Abū al-ʿAbbās Aḥmad ibn Yaḥyā al-Wansharīsī écrit dans « al-Miʿyār al-muarab wa-al-jāmiʿ al-Maghrib ʿan fatāwī ahl al-Ifrīqiyah wa al-Andalus wa al-Maghrib » (Vol. 2, p.354; Édition : Rabat, 1981) :
Ibn Zarb a été interrogé au sujet d’un jeune juif qui s’est converti à l’Islam à l’âge de huit ans. Faut-il le séparer de sa mère ou de son père qui s’occupe de lui ?

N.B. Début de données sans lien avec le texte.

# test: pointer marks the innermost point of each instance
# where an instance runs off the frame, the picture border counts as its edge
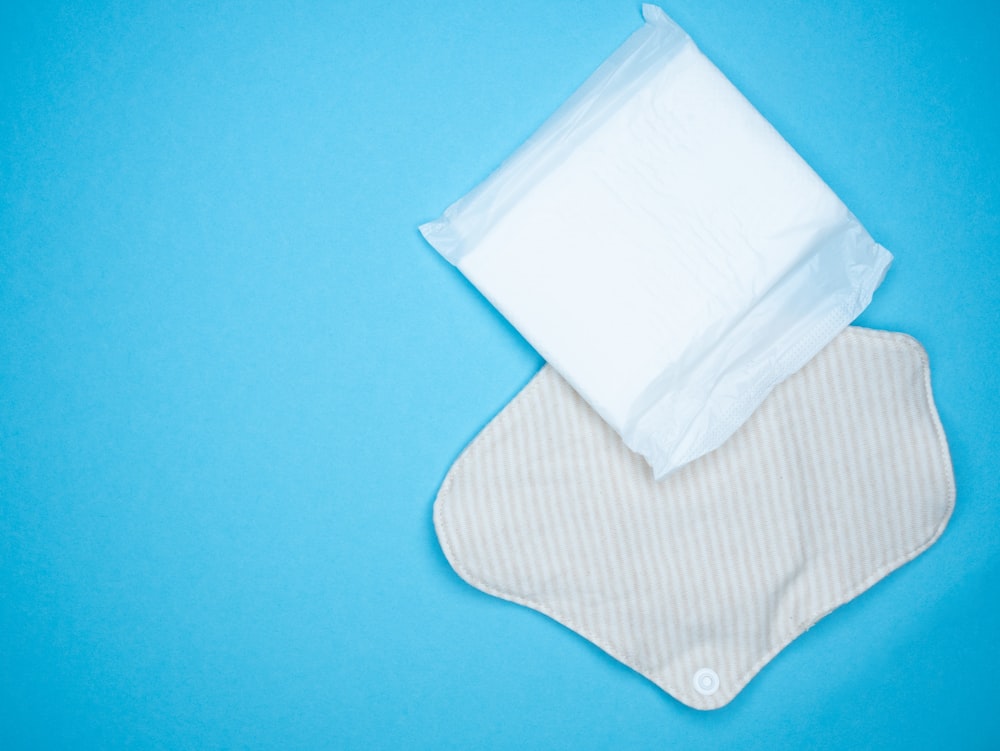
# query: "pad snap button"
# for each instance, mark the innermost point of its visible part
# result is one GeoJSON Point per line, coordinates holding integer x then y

Il a répondu : il y a divergence sur ce sujet. Ce que je préconise c’est de ne pas séparer l’enfant converti de son parent qui s’occupe de lui, que celui-ci soit le père ou la mère. Quand il atteint l’âge de la puberté, il sera invité à confirmer son adhésion à l’Islam, s’il continue d’être musulman, [on le laisse en paix]. Et s’il refuse l’islam, on le corrigera physiquement et on recommencera jusqu’à ce qu’il accepte d’être musulman.
On a dit à Ibn Zarb qu’Ibn Kināna allait même jusqu’à autoriser sa mise à mort (i.e., la mise à mort de celui qui s’est converti dans son enfance) s’il persiste [une fois adulte] dans la foi juive. Il a dit : « C’est une position extrême à laquelle je n’adhère pas ».”

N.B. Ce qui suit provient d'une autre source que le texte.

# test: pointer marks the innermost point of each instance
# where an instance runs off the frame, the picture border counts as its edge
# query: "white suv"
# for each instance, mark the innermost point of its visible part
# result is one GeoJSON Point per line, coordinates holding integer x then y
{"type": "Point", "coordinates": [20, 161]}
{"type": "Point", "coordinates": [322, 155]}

سئل ابن زرب عن يهودي صبي أسلم و هو ابن ثمانية أعوام، هل يحال بينه و بين أمه التي تحتضنه أو أبيه إذا كان حاضنا له؟ فأجاب: فيه اختلاف. والذي أرى أن لا يحال بينه وبين من يحضنه أبا كان أو أما، فإذا كبر عُرض عليه الإسلام فأن تمادى عليه و إلا ضرب و ردد عليه الضرب حتى يتمادى على الإسلام. وقيل له إن ابن كنانة يبلغ به القتل إذا تمادى على اليهودية، قال هذا تشديد ولا أقول به.
  • Résumé et contexte
Dans cette fatwa, le juriste cordouan Ibn Zarb (m. 381/991) préconise de ne pas séparer les enfants convertis à l’islam de leurs parents non musulmans. Prenant en compte l’intérêt du mineur, il recommande de le laisser grandir au sein de sa famille, même si celle-ci n’est pas musulmane. Une fois majeur (majorité légale ou puberté), le converti sera invité à confirmer sa foi musulmane. Dans le cas où il renie l’islam, il sera corrigé physiquement. Ibn Zarb n’approuve pas la position de certains mālikites qui autorisent le recours à la peine de mort dans pareils cas.